In summary, we have shown that the expression of CD62L distinguishes memory CD4+ T cells that proliferate in response to stimulation with recall Ag. Conversely, its absence distinguishes memory CD4+ T cells capable of rapidly producing cytokine after stimulation with a more recently encountered cognate Ag. We have also shown that CD62L− cells likely arise from CD62L+ memory CD4+ T cells (not precluding their generation from naive CD4+ T cells) and that these two subsets have novel and important differences in their patterns of gene expression, consistent with their functional characteristics. These results were predicted from studies implicating the preferential depletion of CD4+CD62L+ T cells as a general mechanism of HIV-1 pathogenesis (27, 28). They are also similar in some ways to those from a study using CCR7 expression to distinguish staphylococcal enterotoxin B-stimulated CD4+ T cells producing IFN-γ (12). However, these authors did not find that CCR7 expression distinguishes CD4+ T cells responding to TT. This, along with recent reports finding effector function in CCR7+ fractions of T cells, makes it unclear whether CCR7 expression unambiguously distinguishes between memory and effector CD4+ T cells (23, 29, 30).

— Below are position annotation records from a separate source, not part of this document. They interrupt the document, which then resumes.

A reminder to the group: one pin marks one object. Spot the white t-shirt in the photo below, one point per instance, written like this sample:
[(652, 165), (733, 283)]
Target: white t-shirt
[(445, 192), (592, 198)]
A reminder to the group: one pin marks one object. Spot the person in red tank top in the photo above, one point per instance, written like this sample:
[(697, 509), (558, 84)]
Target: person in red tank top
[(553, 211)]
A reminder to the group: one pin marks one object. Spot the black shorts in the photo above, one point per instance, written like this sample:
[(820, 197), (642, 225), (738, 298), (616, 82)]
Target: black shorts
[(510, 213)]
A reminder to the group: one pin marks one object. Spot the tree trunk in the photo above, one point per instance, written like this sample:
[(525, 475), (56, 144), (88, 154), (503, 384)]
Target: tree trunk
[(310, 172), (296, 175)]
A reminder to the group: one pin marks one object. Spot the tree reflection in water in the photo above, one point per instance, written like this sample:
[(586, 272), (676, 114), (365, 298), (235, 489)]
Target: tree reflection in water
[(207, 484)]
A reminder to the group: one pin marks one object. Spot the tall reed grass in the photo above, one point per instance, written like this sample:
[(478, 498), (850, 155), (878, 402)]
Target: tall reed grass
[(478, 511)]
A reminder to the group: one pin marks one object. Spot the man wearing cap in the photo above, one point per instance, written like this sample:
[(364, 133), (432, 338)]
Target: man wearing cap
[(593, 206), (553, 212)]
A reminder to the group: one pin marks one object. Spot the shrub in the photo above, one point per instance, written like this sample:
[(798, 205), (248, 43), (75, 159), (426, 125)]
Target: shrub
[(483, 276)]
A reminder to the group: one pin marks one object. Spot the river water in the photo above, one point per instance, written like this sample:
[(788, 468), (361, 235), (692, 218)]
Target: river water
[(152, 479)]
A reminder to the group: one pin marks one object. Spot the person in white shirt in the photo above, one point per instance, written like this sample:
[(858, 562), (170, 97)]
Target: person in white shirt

Distinguishing immune surveillance from effector CD4+ T cells is critical to distinguishing qualitative from quantitative mechanisms that affect immune assays that measure global CD4+ T cell function. Accounting for these cells will be important to identifying new surrogate markers relevant not only to measuring the efficacy of drugs and vaccines that manipulate CD4+ T cell immune function for therapeutic ends, but also to help in their design by suggesting new treatment strategies and new therapeutic targets. Our results suggest that CD62L expression can be used to distinguish immune surveillance from effector functions and that this reflects the role that CD62L has in compartmentalizing these cells in vivo, an example of how form reflects function in organic systems.
Abbreviations used in this paper: TT, tetanus toxoid; TRF, telomere restriction fragment length; LPA, lymphocyte proliferation assay; FSC, forward light scatter; SSC, side light scatter.